As Far as the Heart Can See
September 21–November 17, 2018
Curated by Nicolás Dumit Estévez Raful
Curatorial Fellow JP-Anne Giera
Nao Bustamante
Billy X. Curmano, Irina Danilova & Project 59
Beatrice Glow
Ivan Monforte
Linda Mary Montano
Praxis (Delia & Brainard Carey)
Beth Stephens & Annie Sprinkle
and Martha Wilson & Franklin Furnace Archive
To celebrate EFA Project Space's 10th year, we return to the heart of the matter with As Far as the Heart Can See, an exhibition that brings art and everyday life together through performance-based acts of care, transgression, and multigenerational collaboration. The show assembles a constellation of artists who have shifted gear, broken away, found shelter in the wilderness, or ventured astray from art-historical validation in order to speak truth.

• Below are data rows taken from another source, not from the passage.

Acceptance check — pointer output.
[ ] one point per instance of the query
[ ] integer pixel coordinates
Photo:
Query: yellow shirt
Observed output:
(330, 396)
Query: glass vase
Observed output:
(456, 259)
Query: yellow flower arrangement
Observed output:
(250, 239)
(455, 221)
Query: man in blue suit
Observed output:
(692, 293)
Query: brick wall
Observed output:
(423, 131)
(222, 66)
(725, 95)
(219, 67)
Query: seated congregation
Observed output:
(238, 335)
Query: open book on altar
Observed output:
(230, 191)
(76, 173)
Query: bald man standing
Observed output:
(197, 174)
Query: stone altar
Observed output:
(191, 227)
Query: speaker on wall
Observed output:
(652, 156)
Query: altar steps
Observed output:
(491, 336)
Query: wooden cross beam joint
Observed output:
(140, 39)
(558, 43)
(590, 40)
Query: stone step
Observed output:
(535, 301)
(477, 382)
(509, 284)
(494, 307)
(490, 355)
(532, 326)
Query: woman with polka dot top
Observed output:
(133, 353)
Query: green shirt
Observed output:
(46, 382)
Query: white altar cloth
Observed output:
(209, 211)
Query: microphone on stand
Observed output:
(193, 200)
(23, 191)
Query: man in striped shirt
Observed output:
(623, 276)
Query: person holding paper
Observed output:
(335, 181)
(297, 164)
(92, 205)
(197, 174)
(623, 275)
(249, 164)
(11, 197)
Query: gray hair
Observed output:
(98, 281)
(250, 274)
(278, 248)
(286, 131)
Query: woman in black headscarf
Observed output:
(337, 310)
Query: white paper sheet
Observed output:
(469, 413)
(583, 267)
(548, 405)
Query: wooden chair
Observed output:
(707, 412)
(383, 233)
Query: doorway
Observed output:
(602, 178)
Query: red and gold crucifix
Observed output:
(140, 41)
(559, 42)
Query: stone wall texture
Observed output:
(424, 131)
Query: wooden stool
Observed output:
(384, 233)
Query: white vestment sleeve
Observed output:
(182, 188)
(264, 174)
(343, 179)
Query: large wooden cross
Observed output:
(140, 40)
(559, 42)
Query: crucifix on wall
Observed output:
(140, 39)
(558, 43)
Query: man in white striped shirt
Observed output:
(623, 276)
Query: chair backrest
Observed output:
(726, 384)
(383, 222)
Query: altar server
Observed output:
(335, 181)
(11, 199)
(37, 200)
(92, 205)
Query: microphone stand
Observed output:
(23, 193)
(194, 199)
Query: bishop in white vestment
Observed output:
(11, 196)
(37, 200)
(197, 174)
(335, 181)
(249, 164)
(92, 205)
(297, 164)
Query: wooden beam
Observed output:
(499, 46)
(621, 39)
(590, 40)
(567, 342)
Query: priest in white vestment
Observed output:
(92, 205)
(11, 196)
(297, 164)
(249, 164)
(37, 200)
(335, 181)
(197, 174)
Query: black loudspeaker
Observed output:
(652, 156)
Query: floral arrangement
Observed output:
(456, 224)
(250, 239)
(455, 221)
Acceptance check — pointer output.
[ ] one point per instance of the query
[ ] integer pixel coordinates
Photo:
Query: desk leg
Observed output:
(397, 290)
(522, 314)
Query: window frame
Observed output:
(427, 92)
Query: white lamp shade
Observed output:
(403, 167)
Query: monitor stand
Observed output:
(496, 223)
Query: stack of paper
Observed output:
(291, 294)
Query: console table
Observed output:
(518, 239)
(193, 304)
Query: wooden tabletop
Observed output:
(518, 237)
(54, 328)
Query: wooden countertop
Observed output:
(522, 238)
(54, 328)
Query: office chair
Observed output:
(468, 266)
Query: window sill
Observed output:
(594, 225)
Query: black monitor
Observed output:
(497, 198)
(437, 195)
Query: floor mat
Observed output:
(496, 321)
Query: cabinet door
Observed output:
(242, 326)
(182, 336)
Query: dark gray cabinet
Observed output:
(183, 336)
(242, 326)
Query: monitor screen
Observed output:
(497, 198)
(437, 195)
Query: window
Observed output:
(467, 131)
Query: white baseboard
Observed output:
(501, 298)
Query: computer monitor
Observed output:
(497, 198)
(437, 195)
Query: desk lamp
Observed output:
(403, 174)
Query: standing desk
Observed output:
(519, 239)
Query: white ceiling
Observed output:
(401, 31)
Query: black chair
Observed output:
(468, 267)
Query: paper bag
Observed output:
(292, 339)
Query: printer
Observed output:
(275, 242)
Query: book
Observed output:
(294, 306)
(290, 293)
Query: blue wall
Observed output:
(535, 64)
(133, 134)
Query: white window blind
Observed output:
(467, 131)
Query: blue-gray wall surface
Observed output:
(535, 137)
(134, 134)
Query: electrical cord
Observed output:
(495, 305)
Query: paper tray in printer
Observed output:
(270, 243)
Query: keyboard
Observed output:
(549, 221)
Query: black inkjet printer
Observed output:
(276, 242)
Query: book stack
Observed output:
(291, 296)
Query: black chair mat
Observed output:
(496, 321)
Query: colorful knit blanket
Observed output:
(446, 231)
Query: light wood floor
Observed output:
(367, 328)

Curated by Nicolás Dumit Estévez Raful – whose elusive creative path embodies intimacy, healing, empathy, and radical generosity – the exhibition focuses on figures who parry institutional canons and over-professionalization to pursue art as a call to the heart. Artists fatigued by pressure to both make and be objects, take note: one might say that those in As Far As the Heart Can See pursue what they do as a ‘vocation,’ suggesting bold acts and a readiness to trade normative success for something more.
The exhibition includes public performances by Linda Mary Montano and Billy X. Curmano; an afternoon of live actions in honor of exhibition participants during EFA Open Studios by Nina Isabelle, Sindy Butz, Elena Bajo, Xinan (Helen) Ran, and Larissa Gilbert; a public screening of Good Bye Gauley Mountain: An Eco-Sexual Love Story (2013) by Elizabeth Stephens and Annie Sprinkle and a post-Q&A conversation with Lillian Ball and Brooke Singer; an Anti-Professional Development Workshop with Bill Carroll, Mary Ting, Jodi Waynberg, and Martha Wilson; and an artist-dinner by Irina Danilova and Project 59.